Change Blindness and Open Science
By Tim Groenendyk
Alex Holcombe’s research tests the limits of the human brain to process multiple objects in a visual scene, uncovering why we experience ‘change blindness’. Holcombe also advocates ‘open science’ – making science transparent and available to all, not just those who can afford it.
“Change blindness reflects a limitation on visual cognition,” said Associate Professor Alex Holcombe.
“Because of how our mind deals with the flood of incoming sensory information we’re not able to notice changes in certain circumstances that we’re still discovering.”
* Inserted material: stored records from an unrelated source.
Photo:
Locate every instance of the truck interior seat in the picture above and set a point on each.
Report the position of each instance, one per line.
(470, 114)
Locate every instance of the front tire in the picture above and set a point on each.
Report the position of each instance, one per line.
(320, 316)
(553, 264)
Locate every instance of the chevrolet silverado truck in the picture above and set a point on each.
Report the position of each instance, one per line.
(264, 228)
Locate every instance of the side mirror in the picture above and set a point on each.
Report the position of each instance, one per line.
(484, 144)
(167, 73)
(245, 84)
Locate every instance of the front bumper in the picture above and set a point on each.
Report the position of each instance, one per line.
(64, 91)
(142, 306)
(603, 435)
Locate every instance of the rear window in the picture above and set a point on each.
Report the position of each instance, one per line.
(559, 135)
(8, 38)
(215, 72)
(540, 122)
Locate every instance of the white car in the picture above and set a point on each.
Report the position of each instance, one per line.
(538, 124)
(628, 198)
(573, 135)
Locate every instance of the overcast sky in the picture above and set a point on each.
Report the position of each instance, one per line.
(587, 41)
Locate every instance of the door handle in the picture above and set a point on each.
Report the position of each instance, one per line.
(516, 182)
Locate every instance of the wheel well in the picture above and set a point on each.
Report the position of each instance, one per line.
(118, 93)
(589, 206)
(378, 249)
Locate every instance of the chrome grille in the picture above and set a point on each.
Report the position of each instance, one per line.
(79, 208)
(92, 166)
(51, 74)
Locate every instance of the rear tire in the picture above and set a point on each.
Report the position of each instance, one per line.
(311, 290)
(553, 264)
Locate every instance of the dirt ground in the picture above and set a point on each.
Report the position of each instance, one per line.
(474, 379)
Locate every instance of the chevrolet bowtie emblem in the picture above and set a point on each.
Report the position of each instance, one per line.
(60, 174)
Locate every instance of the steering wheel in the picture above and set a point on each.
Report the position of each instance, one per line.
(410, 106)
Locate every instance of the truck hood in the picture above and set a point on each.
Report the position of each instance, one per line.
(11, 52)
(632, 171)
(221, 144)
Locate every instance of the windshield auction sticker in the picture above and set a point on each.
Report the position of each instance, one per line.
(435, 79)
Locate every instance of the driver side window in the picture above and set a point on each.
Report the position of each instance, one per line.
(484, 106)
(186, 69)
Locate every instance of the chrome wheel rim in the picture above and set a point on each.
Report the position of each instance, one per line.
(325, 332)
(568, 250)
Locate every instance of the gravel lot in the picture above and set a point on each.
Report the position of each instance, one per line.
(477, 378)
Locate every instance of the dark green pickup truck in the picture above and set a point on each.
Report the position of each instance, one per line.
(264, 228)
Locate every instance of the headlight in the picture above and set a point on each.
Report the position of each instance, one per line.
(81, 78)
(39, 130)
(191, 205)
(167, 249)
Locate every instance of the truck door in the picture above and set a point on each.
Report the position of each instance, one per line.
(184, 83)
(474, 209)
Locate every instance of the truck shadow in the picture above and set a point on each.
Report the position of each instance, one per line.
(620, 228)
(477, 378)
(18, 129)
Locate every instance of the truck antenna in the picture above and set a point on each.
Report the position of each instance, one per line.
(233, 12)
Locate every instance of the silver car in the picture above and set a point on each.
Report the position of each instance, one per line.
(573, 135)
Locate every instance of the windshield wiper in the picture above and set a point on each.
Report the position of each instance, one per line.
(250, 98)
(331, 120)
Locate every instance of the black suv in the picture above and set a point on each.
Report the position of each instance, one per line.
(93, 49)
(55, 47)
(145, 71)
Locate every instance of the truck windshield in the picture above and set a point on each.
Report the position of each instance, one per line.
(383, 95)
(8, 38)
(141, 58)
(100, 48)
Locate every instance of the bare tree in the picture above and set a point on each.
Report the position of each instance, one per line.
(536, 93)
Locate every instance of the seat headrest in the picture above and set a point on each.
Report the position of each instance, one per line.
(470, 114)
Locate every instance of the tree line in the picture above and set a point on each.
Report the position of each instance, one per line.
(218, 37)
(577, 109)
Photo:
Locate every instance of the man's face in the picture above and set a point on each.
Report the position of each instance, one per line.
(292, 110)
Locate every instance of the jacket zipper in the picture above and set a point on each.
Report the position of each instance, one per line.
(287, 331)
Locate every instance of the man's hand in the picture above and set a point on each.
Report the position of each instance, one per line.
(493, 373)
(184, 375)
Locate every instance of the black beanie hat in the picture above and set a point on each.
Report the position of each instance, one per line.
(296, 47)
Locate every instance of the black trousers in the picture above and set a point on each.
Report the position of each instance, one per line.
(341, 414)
An example of one of Holcombe’s experiments (done in collaboration with Professor Jun Saiki of Kyoto University) involves a ‘scene’ – repeating visual display – showing several hundred dots. Half of the dots are red and moving leftward and the other half are green and moving rightward. The dots change colour at the same time – all the greens turn red and vice versa. The goal is to detect any colour change in the scene.
“It’s like you’re aware of the forest but not the trees. Although all the dots (the trees) changed colour, the overall number (the forest) of reds and greens does not change, and somehow this prevents you from seeing the massive colour change.”
Holcombe’s experiments show how limited the cognitive system is and reveal what the perceptual system – which includes many areas of the brain – is doing automatically.
“It’s not easy for us to tease these things apart without creating these weird situations.
“These experiments show under what circumstances you cannot notice something we thought would be obvious.
“That helps us understand which incoming perceptual signals cognition automatically processes.”
Holcombe hopes his work will assist research into designing roads and subways in a way that people are more likely to notice dangers.
Recently Holcombe received a grant from the Templeton Foundation titled ‘New agendas for the study of time: Connecting the disciplines’ working with Sydney University philosophers Dr Dean Rickles, Dr. Kristie Mitchell, and Professor Huw Price – who also heads the Centre for Time.
Holcombe’s work on the speed of perception and cognition may help philosophers understand the experience of time.
“There is some potential for this type of research to inform philosophy.
“Instead of just arguing from their personal experience of time, philosophers may wish to consider the underlying mechanisms.”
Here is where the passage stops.